How’s everyone doing out there? There is just so much going on right now. It’s a lot, and it’s been happening in steady succession, for a few years now. I just read this long thread on Twitter that started out with a shaming line of how disgusted the writer was with the idea that people are spending so much time on the Academy Awards fiasco, when there is so much pain happening in Ukraine and in other parts of the world. Some people gave the writer a big “Amen!” and some people reminded the writer that sometimes we need silly distractions from all the nightmares happening around us, which we cannot control. And do you know what? “Some people” were right.

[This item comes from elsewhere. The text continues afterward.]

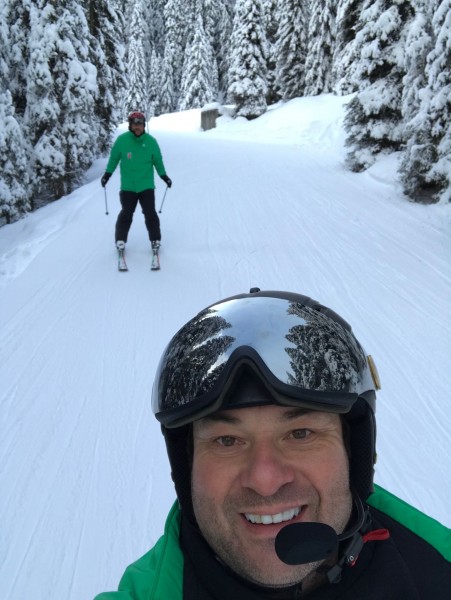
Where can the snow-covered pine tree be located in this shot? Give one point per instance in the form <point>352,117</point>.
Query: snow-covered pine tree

Whatever you need to do right now that helps you to process your own living experience is okay. Just don’t assume that what works for you, is the right answer for someone else. If someone asks for our help and for our guidance, we can share what has helped us with our own experiences, and what has given us strength and hope during tough times. But we must also understand that we all have unique personalities and perspectives and coping mechanisms. This isn’t a “one size fits all” and when we try to make things a “one size fits all”, that’s usually when more trouble starts. This is when we get defensive with each other, and division ends up pulling us even further away from each other, with intolerance for others’ points of view and ways of going about living our own individual lives. In times of strife, we try to control everything outside of us, and that includes other people. It makes us feel better to feel like we are in control. But do you like the feeling of being controlled? No one does. A long time ago, a friend shared the Circle of Control, with our group of friends. It is a good one to go to often, as a reminder of the only things that we have total control over, and that is shown in the little green center. The rest of the chart we have a little influence over, and in the widest circle, we literally have no control. If we stick to focusing on what is in the green for ourselves, we will feel more “in control” and calm and peaceful, than when we try to control everything.

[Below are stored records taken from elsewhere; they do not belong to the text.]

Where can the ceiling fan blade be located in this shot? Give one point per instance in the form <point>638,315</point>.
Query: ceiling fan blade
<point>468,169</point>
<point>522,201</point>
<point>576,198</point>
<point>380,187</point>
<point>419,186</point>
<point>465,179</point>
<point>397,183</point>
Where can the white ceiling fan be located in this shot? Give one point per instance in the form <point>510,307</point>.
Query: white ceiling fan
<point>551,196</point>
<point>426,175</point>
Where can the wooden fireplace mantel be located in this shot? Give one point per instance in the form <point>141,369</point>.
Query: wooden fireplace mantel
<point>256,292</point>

I think Groucho Marx said it best, “Man does not control his own fate. The women in his life do that for him.” (kidding)
Have a great day, friends!! Stay in the green.

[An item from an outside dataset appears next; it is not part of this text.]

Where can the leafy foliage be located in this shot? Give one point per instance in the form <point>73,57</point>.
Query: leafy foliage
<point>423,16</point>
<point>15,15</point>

Are you passing on love or are you passing on pain? Heal your pain and pass on love.
Good morning, Kelly. I’ve never heard of the Circle of Control (I know, I can’t believe it either). But I’ve just printed out a “worksheet.” So many applications for this idea! And I agree with you about “the slap heard ’round the world.” It’s diverting. Is it as important as Covid-19 or Ukraine? On the surface, absolutely not. But it made me realize that we all need to see people demonstrate control of their tempers and work to make peace. And we need to see that control and that peace demonstrated by high-profile people–and people like us. Will Smith might have been someone’s hero. Now what message is that person hearing/seeing/learning? Thank you for another thought-provoking post.
And thank you for your excellent insights, Gail! I really appreciate your constant support.